Feeling blue? If you can surf, you've won the
cosmic lottery.
You may have noticed your old pal Longtom, third
favourite post-modern Antipodean surf writer, has been a
bit slack lately.
Productivity down, AWOL below the line etc etc. I think, in
this age of total transparency, an explanation is owed.
Maybe blow up a few mental health myths in the process, in an
anti-depressive way, if that is possible.
Y’see things were cruising along pretty OK in the early stages
of the Covid drama here when it became apparent, at first slowly
and then all of a sudden, that someone very close to me was
suffering a severe mental health crisis, possibly lifelong,
possibly life threatening.
Dante got it just about right in The Divine Comedy: Life is
a vale of tears etc. Seneca even moreso when he said the people we
love are on loan from fate and can be taken at any
time. It brought on a savage realisation straight off
the bat.
It’s hard to suffer. It’s even harder to watch someone close to
you suffer.
Especially when they are lost in an internal world of pain.
I wish this were surf-lit, but it ain’t.

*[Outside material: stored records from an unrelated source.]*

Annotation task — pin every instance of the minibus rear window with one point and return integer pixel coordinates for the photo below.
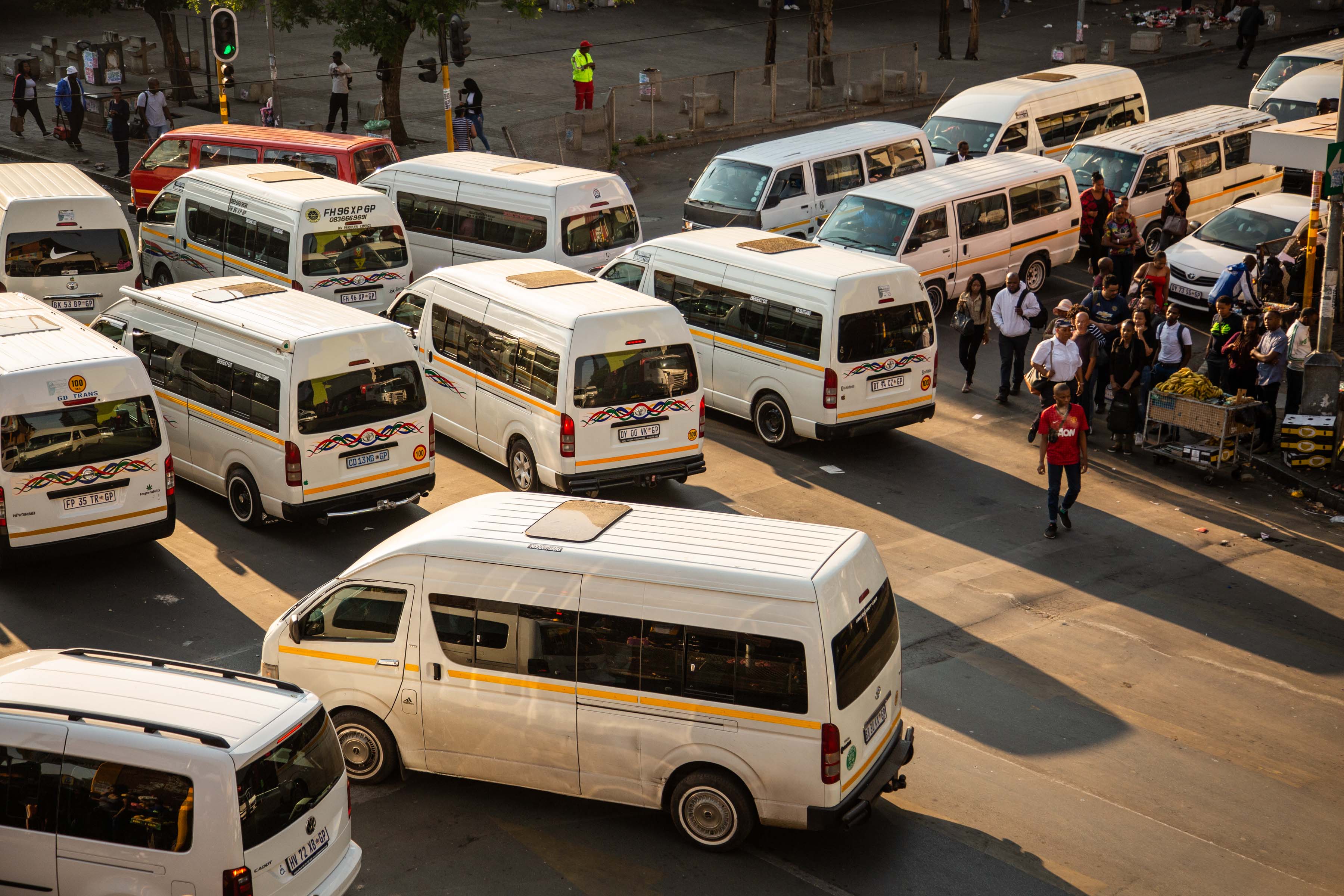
(73, 437)
(287, 782)
(894, 330)
(865, 647)
(58, 253)
(354, 251)
(360, 398)
(643, 375)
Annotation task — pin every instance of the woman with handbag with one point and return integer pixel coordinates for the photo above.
(972, 319)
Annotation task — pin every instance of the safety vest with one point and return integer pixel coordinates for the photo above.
(577, 62)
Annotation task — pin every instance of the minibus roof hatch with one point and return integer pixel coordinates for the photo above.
(577, 520)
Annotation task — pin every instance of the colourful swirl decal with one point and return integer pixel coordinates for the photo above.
(85, 475)
(159, 252)
(639, 411)
(890, 364)
(358, 280)
(367, 437)
(435, 377)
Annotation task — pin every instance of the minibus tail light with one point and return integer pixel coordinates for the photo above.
(239, 882)
(830, 754)
(293, 465)
(566, 436)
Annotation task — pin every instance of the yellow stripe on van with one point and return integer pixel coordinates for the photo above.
(80, 526)
(205, 411)
(886, 408)
(753, 350)
(873, 755)
(365, 479)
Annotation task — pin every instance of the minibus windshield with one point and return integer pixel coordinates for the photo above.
(945, 134)
(894, 330)
(360, 398)
(288, 781)
(867, 224)
(1117, 167)
(57, 253)
(640, 375)
(78, 436)
(736, 184)
(596, 231)
(865, 647)
(355, 251)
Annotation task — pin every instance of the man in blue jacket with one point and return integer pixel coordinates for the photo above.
(71, 101)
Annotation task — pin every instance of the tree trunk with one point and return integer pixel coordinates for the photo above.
(945, 30)
(974, 38)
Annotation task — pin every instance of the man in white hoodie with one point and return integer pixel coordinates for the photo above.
(1012, 311)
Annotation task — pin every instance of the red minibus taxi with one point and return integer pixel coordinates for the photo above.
(350, 158)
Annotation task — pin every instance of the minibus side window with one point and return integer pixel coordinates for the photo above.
(99, 801)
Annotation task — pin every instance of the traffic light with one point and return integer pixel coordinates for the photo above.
(459, 38)
(224, 29)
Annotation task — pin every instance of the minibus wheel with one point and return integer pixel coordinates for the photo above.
(244, 499)
(713, 811)
(772, 420)
(366, 745)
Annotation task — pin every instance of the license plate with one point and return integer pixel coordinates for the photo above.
(886, 382)
(875, 722)
(365, 460)
(89, 500)
(72, 304)
(307, 852)
(636, 433)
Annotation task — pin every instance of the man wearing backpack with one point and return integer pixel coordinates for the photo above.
(1014, 308)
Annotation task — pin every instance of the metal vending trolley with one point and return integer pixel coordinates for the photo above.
(1230, 426)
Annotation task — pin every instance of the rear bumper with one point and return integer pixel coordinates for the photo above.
(671, 469)
(855, 809)
(831, 432)
(366, 500)
(101, 542)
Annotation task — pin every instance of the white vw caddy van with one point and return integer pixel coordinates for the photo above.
(464, 207)
(286, 404)
(286, 226)
(65, 238)
(84, 458)
(729, 669)
(143, 775)
(566, 381)
(804, 340)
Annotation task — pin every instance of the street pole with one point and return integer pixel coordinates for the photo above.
(275, 74)
(1322, 371)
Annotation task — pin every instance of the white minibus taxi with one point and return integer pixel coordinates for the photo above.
(84, 457)
(803, 340)
(1209, 147)
(790, 186)
(569, 382)
(1291, 63)
(286, 404)
(143, 775)
(464, 207)
(909, 220)
(729, 669)
(65, 238)
(287, 226)
(1042, 113)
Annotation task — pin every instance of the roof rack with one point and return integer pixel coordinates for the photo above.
(172, 664)
(150, 727)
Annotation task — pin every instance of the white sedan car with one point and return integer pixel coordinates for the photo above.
(1228, 238)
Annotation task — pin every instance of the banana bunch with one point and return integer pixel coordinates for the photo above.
(1190, 385)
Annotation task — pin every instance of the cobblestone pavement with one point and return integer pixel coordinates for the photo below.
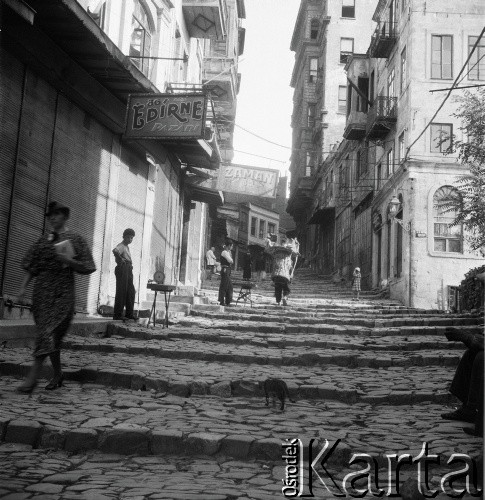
(180, 412)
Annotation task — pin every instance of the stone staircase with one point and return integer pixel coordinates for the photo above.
(372, 373)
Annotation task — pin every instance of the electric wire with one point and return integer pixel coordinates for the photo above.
(447, 95)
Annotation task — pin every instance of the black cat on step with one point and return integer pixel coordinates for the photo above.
(276, 387)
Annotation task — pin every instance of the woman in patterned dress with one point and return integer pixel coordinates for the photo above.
(52, 267)
(282, 268)
(356, 277)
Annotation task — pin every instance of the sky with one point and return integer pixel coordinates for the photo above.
(265, 99)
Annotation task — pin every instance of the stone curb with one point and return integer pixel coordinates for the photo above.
(205, 335)
(132, 439)
(233, 388)
(346, 360)
(306, 319)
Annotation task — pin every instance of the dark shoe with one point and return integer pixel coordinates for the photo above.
(473, 431)
(26, 389)
(55, 383)
(462, 415)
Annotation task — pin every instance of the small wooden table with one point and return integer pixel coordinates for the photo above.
(245, 291)
(156, 287)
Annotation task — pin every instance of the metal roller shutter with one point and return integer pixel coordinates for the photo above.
(130, 211)
(81, 163)
(11, 85)
(32, 176)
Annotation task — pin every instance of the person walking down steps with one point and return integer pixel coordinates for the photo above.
(125, 290)
(225, 288)
(356, 277)
(52, 262)
(211, 260)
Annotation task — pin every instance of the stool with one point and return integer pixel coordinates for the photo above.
(160, 288)
(244, 292)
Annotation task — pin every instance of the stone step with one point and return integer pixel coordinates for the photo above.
(368, 342)
(148, 423)
(322, 327)
(390, 385)
(276, 354)
(336, 319)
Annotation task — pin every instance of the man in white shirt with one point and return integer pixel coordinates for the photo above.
(125, 290)
(225, 288)
(210, 258)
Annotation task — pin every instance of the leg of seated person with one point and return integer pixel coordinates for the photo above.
(460, 387)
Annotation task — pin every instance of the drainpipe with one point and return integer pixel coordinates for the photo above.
(411, 230)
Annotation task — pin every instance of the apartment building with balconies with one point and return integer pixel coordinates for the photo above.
(326, 34)
(397, 142)
(68, 71)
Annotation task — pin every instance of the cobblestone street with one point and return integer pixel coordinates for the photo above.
(179, 413)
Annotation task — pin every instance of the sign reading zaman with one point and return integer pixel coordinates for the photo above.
(165, 116)
(248, 180)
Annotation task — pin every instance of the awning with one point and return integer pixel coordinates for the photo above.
(321, 215)
(206, 195)
(196, 152)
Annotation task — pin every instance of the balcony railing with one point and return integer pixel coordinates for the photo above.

It’s my life and those
around me, now and forever.
Despite that I’ve always been the most cheerful pessimist in the
room. And the surf Gods, if there are such a thing, threw down the
most outlandish run of surf in a decade. It’s the fashion, mostly
in reaction to the VAL led kookocracy, to view surfing in
nihilistic terms, understandably.
I have a different view, especially now. Derek Rielly on a recent
Dirty Water ep.called surfing an “old friend” and that is much
closer to the mark.
A corrective of the highest order would be another way to put
it.
Anxiety is worry about the future, depression is the feeling
that everything has gone to shit, dread is that immoveable rock in
the pit of your stomach warning that something terrible is about to
happen. Danish miserablist Soren Kierkegaard might have called them
the three horseman of despair*.
All three march on me during the dead of night. Force me to take
up arms. Leave me awake in the early hours tense and exhausted. The
mind can’t escape the rabbit holes of its own making.
I used to lay awake in the half light before dawn and have a
little waking dream about surfing. It was a little ritual that I
used to fantasise helped me improve.
That went, there was no time to think about surfing. Days were
spent with medical appointments, having difficult conversations,
helping someone get through the day as best they could.
In between I could still get a go out. Ironically, despite the
stress and pressure, I surfed better than ever. The close range
suffering robbed me of white hot joy but even a joy bled white
contains within it enough of a spark to make a life worth living.
It helped me take the three horsemen and give them a burial at
sea.
As far as the corpo takeover of surfing goes, nihilism is a
trap, not a solution.
The raised fist is better than the resigned shrug. Pardon the
French but “fuck you cunts” seems the appropriate phrase to
employ.
I ain’t giving it up.
Why should we?
JP Currie called surfing
narcissistic, effete, selfish to which I would reply: that’s just
the conventional wisdom rehashed.
I’m no emotional champ, marriage caught me off guard, parenthood
has been a minefield I’m scarcely prepared for, let alone having to
guide someone through a crisis I can scarcely comprehend.
I just have to learn on the job, day by day. Keep walking beside
someone, step by step. Surfing helps me be the shepherd and not the
sheep. Helps me face up to life day by day.
To those who would rough up our old friend and leave her
defenceless in the gutter I’d also add, check your privilege
bitches.
If you can paddle out you won the cosmic lottery, even moreso if
you’ve got the skills and sleds to hang when the waves go
alpha.
My comrades in the surf have been magnificent. Kings and Queens
to share the water with.
One stormy grey afternoon when wedges detonated along the inside
sand-bar a local chalkie, shredder of QS standard, found himself
inside me on a wave of the day. He motioned to me to take it and
surviving a free fall drop I got spat out of a stand-up backside
toob. A wave to make a winter.
Fred Nietszche was no nihilist. After the publication in ’84 of
Ecce Homo, on what
he called a “perfect day” he mused, “I looked behind me, I looked
before me, never have I seen so many good things together”.
What was rescued, he claimed, in the process of creation, “is
immortal.”
He would have made the same claim, word for word, after a wave
like that.
Why even talk about it?
Our mental health is fucked. Too many kids jumping off
cliffs.
Why? I don’t know.
My personal theory is the hyper-consumer capitalist model is
profoundly inimical to the human soul. Atomised human beings feel
profound alienation and that alienation leads to dark urges and
even darker actions.
Maybe the spectre of climate change and species extinction; a
world run by AI just puts too much fear into the minds of the young
to function. You’ll have your own take and it’s as likely to be
right as mine. There’s no shame and no stigma putting it out
there.
There’s no shame either in celebrating our old friend, our soul
corrective, our anti-depressive medicine.
Especially if it helps you get through the day, helps you help
someone else.
Suffering has no meaning, other than the one we give it.
Why the fuck should surfing be different?
*He didn’t, but he might as well have.